'It's nice in theory': Residents skeptical federal budget's housing plan will cool Toronto's market
CBC
Mohammed Aaref's dream of owning a home in Toronto is slowly dying.
"You save for 30 years — you do this and that — but it's not enough," he said.
Nearing retirement age, he fears his window to buy a home has closed.
"I waited too long," Aaref said. "It's never a good time, I guess, and unfortunately, the good time has gone for me."
The Trudeau government tabled its first budget Thursday since being re-elected in September, outlining plans to respond to a bleak economic picture shaped by the pandemic and rising inflation, while promising to tackle the issue of housing affordability for millions of Canadians like Aaref.
But they have a steep hill to climb. Prices are so high in most markets across the country that nine out of 10 aspiring home buyers surveyed in a recent poll said they've all but given up on their own dreams of owning a home.
The average price of a home in Canada has doubled since the Liberals took office in 2015, reaching $816,720 in February. That figure is far steeper in the Greater Toronto Area, creeping up nearly 28 per cent year-over-year to reach $1.3 million in February.

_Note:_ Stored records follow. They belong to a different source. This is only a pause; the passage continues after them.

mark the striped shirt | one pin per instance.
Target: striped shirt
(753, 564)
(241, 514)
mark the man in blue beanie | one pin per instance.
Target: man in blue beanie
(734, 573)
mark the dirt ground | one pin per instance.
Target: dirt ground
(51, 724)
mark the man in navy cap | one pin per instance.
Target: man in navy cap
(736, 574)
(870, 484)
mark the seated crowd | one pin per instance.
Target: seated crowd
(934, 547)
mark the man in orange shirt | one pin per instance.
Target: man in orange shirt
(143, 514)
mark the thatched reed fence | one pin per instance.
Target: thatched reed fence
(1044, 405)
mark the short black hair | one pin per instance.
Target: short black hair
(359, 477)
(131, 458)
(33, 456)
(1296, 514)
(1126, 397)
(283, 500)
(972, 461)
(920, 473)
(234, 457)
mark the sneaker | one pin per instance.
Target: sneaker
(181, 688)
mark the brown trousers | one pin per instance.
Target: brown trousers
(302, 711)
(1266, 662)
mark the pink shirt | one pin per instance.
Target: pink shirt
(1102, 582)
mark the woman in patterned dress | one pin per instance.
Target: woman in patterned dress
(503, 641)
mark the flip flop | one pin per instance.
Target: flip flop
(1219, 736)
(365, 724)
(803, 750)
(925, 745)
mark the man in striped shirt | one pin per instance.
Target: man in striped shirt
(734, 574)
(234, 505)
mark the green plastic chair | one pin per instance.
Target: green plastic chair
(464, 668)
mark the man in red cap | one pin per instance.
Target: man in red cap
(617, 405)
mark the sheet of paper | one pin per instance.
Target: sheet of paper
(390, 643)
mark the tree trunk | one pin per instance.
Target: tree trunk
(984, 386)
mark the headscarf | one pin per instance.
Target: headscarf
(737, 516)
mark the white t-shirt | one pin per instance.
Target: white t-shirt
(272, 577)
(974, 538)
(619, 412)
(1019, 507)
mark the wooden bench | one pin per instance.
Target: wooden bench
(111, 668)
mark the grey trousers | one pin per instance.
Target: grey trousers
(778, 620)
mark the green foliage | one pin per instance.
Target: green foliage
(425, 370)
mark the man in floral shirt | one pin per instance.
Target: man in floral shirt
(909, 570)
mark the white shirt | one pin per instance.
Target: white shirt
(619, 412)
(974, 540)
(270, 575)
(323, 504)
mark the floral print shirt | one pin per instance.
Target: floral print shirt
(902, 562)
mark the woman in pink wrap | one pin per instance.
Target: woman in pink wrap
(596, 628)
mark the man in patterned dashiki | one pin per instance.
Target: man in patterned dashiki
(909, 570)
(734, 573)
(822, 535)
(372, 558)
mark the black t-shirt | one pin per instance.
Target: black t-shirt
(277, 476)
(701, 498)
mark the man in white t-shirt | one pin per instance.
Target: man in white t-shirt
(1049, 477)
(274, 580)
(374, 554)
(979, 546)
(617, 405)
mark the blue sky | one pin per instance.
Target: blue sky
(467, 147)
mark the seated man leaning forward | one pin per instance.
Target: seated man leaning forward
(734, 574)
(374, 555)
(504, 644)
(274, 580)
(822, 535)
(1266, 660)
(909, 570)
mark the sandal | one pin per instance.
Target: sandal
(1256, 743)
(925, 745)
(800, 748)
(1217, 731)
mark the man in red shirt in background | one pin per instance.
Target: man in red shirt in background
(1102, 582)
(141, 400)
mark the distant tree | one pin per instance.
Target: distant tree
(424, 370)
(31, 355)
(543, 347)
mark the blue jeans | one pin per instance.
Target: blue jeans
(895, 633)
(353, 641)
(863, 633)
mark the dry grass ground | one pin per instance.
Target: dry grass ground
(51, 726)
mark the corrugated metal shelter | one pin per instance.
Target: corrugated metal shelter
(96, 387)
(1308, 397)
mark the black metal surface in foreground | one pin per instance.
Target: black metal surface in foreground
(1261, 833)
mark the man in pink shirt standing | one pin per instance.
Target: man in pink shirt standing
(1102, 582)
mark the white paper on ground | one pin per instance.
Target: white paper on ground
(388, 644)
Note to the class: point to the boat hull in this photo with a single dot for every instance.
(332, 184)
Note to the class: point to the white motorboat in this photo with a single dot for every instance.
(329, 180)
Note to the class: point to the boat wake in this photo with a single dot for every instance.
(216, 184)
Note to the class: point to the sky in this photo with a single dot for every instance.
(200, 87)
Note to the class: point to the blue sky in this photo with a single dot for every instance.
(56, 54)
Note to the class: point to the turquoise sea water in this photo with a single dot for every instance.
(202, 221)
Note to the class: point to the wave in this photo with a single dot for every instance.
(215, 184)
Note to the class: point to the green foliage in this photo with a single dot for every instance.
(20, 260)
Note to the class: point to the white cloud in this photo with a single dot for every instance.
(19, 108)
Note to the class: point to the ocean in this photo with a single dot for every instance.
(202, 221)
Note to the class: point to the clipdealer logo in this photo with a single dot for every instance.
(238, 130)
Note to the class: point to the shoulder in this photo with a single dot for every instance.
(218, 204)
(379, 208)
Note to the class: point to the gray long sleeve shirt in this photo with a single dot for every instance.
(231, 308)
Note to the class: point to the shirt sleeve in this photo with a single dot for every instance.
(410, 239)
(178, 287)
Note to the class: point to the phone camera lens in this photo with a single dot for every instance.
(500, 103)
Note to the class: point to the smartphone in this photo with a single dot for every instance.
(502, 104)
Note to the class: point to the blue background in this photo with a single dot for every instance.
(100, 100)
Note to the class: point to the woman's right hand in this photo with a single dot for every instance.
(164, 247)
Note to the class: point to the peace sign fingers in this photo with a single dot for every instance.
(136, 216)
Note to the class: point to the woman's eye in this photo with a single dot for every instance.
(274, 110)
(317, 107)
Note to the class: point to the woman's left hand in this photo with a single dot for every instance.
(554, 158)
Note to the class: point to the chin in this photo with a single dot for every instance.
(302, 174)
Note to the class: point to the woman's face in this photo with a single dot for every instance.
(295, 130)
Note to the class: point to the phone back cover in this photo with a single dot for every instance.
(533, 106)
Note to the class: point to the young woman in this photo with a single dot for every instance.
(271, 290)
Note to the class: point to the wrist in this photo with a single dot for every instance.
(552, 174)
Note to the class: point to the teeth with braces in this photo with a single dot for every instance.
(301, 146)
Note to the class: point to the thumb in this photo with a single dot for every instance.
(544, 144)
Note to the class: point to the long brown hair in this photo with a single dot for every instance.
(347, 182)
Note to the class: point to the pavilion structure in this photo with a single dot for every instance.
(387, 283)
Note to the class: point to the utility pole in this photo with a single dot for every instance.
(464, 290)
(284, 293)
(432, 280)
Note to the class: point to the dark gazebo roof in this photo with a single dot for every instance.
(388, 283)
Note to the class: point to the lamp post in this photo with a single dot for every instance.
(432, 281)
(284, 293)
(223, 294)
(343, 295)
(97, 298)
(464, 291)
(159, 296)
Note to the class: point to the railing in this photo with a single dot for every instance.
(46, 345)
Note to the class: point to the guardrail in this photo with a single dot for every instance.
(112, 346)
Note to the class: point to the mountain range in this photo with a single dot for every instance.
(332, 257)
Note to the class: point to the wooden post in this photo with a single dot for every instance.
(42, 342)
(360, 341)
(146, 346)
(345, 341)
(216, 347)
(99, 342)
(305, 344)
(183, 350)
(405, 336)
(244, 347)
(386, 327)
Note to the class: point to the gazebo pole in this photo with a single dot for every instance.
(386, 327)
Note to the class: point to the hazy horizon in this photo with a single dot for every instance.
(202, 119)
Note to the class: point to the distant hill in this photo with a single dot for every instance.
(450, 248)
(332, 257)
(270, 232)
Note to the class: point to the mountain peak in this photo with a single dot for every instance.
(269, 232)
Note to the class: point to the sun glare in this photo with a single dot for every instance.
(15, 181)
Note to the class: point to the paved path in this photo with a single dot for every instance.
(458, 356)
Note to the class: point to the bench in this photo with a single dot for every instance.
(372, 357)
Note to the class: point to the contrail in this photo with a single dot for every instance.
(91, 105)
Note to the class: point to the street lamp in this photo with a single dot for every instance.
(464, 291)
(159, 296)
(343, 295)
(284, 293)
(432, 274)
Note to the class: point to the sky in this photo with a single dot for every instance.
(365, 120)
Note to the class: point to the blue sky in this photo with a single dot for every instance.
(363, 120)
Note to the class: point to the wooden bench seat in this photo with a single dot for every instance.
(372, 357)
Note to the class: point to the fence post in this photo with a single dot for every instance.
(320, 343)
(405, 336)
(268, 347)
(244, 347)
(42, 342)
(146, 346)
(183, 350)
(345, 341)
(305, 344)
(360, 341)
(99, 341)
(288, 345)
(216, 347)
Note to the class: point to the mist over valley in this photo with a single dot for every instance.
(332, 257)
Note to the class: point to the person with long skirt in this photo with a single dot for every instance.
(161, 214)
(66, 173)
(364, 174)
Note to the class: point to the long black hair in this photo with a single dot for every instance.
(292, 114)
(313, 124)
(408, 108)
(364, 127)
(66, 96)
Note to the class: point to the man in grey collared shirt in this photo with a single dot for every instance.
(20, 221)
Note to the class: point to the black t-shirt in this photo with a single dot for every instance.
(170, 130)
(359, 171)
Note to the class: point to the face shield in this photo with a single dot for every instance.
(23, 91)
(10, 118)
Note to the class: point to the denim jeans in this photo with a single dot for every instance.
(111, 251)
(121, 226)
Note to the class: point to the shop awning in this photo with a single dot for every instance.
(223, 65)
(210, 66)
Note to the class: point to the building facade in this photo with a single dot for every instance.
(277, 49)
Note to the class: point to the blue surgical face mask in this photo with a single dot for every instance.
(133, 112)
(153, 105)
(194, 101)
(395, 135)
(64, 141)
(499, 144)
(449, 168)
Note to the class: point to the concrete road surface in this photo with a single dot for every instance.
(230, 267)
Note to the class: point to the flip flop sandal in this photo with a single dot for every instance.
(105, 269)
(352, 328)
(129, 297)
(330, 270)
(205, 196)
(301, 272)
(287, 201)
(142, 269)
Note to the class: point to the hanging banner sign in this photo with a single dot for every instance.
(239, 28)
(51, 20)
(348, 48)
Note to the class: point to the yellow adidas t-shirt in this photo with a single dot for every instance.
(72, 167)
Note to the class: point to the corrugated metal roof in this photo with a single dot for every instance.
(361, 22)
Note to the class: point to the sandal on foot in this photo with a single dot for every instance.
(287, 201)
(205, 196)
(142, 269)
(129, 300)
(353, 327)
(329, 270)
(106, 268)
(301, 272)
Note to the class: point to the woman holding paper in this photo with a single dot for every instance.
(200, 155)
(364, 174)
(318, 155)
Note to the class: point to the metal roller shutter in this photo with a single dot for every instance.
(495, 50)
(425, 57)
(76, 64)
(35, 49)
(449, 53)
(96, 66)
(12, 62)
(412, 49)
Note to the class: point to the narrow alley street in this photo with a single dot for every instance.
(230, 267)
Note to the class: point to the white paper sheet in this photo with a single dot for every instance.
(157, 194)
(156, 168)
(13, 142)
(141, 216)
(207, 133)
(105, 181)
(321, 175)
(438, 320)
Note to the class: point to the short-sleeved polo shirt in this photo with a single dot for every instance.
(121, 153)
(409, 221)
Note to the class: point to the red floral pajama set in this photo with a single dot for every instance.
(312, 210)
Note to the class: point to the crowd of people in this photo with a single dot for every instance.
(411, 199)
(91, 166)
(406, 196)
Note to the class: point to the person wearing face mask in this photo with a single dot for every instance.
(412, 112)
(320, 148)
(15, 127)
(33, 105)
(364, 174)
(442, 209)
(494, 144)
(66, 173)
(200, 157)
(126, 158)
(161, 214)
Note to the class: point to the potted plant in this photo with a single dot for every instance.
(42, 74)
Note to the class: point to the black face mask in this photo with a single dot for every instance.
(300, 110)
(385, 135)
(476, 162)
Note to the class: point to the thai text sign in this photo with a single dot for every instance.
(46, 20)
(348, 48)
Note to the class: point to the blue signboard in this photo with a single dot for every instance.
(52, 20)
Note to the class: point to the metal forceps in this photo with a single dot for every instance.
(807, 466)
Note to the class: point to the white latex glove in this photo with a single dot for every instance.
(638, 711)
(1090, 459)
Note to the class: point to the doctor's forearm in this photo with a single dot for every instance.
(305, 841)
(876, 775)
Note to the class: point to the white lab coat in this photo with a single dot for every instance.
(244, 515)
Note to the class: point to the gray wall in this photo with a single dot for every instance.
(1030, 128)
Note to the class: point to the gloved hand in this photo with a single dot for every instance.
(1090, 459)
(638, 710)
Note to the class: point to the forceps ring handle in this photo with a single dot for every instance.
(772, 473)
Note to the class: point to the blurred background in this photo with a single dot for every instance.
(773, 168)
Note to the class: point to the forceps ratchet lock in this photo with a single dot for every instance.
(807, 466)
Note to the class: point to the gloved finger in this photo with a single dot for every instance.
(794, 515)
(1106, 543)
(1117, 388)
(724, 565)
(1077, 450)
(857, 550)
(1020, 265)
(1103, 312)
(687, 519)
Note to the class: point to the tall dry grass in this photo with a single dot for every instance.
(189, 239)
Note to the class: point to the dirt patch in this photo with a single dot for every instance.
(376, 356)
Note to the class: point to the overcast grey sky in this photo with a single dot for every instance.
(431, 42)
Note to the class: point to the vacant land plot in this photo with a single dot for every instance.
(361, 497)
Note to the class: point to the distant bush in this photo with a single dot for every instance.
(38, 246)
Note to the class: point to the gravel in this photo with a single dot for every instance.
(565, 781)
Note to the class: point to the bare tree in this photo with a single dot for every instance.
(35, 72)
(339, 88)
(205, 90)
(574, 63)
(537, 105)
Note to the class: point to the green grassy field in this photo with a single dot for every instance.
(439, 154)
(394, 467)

Among the newly-announced measures in the budget is a ban on foreign buyers purchasing non-recreational, residential property in Canada for the next two years. Foreign students, workers and permanent residents would be exempt.
But many experts familiar with Toronto's real estate market say the ban doesn't go far enough.
"I do not think it would be a major blow to the rapid escalation in housing prices," Murtaza Haider, a professor of real estate management at Ryerson University, told CBC Radio's Metro Morning Thursday.
"It's not enough, but certainly it's not going to hurt any Canadian."
A Statistics Canada report found that less than five per cent of homes in Toronto and Vancouver were owned by non-residents. Plus, Haider says, previous versions of such plans have not had much of an impact.
The bigger issue, he says, stems from supply, not demand. Had there been more houses built over the past half-century, Haider argues, home prices wouldn't be what they are today.
Tim Hudak, CEO of the Ontario Real Estate Association, agrees.